Igniting your Competitive Spark

Magic the Gathering and its role in your life can be just as complex and intricate as the lines and strategies within the game itself. Magic in its purest form is a game that most of us had exposure to in our early years. Beyond that, we’ve either continually played, or left at some point only to come back years later, my experience being the latter. It has many followers who take on many different roles, such as collectors, artist enthusiasts, players, business owners, amongst others. For players, there exist varying levels of the game, enjoying the game from the kitchen table in your childhood home with siblings and friends as a simple hobby, to the local gaming store at Friday Night Magic, to playing your first competitive event at an SCG Open or Grand Prix, or all the way up to a career culmination of being on the Pro Tour. Despite these levels players are typically categorized, and tend to fall, into two categories: casual, and competitive. My purpose here is to share with you my experience, as well as some insight into what goes into being on the competitive side of the game we love.
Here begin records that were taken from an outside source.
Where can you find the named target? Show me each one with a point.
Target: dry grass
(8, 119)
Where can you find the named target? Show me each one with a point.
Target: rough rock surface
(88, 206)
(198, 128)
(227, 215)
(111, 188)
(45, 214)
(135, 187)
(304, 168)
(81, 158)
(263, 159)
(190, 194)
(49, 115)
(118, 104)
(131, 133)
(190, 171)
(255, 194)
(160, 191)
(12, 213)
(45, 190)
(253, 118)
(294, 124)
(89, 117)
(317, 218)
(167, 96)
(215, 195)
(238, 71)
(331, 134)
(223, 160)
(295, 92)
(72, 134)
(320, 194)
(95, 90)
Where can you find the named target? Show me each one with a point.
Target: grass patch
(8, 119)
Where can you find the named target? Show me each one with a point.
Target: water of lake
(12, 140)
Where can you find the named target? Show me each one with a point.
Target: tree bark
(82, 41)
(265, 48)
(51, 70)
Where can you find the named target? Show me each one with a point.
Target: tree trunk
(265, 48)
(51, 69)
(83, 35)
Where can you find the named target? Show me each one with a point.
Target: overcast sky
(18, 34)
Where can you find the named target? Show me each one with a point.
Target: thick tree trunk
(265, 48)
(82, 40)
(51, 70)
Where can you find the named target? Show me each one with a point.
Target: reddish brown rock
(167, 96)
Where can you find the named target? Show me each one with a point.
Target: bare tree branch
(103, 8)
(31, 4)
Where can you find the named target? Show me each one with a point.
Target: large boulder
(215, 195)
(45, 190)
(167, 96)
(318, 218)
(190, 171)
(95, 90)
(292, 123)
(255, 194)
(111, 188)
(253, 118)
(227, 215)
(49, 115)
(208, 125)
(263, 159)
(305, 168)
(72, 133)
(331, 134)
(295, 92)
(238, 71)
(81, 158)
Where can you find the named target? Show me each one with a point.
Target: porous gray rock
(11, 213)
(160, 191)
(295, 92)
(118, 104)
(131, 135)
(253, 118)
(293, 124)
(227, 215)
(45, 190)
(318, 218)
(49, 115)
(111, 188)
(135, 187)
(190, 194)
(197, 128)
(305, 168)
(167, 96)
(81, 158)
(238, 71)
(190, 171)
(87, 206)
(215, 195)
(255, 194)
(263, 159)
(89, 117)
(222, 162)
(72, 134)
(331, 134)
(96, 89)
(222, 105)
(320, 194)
In order to do that, we need to first know a little bit about how my career started. I first experienced Magic when I was eleven and my older brother brought home cards to teach me how to play. I picked it up rather easily and before long he was taking me along to the city to play in FNMs with him. I was hooked! For about 3 months that is… I quickly put the cards to the side and apparently focused on other things for reasons I can’t remember. Thirteen years later, that same brother came to me and expressed his excitement about his rediscovery of Magic. I quickly scoffed it off and essentially told him there was no way I was getting back into the game. Until the next week, when there I was drafting cards from M15 and re-familiarizing myself with game mechanics in anticipation for the big release of Khans of Tarkir. The set launch came and went, and I developed new friends, re-discovered my play style. With it, I also re-discovered my love for the game, and continued playing casually until I received a very unexpected invite to travel for the 2016 SCG Standard Open in Columbus, Ohio. I knew I had been getting better and I noticed that my skill level was increasing consistently over time, but after having a terrible showing at a recent local PPTQ, I was hesitant to once again throw my hat into the competitive ring. My lack of confidence was no match for my friend’s sheer peer pressure and reassurance. Before I knew it, we were play testing day after day, attempting to lock onto a deck to pilot for the event. Friday morning came, and with no clear deck emerging, I experienced my first taste of sacrifice when I called off work to instead focus on helping the team settle on a deck. By 10:00 am I came up with a rough draft for the team, and by 5:00 pm we had put together a solid list of B/R dragons that had developed from my core idea, and we were ready for Columbus.

Throughout the tournament I lost my dice twice, accidently dropped from the tournament by failing to hand in a match slip twice, had one judge call for missed life gain from my Kalitas, Traitor of Ghet. Despite these mishaps, I had not only achieved my first Open Day 2, but finished 50th overall and cashed the event. I was hooked all over again. Never did I envision competing the way I did, but once I took that step I realized it was by far the best experience with Magic I had ever had. The concept of being rewarded for playing precisely and proficiently was so gratifying that it quickly became the most enjoyable way to play Magic.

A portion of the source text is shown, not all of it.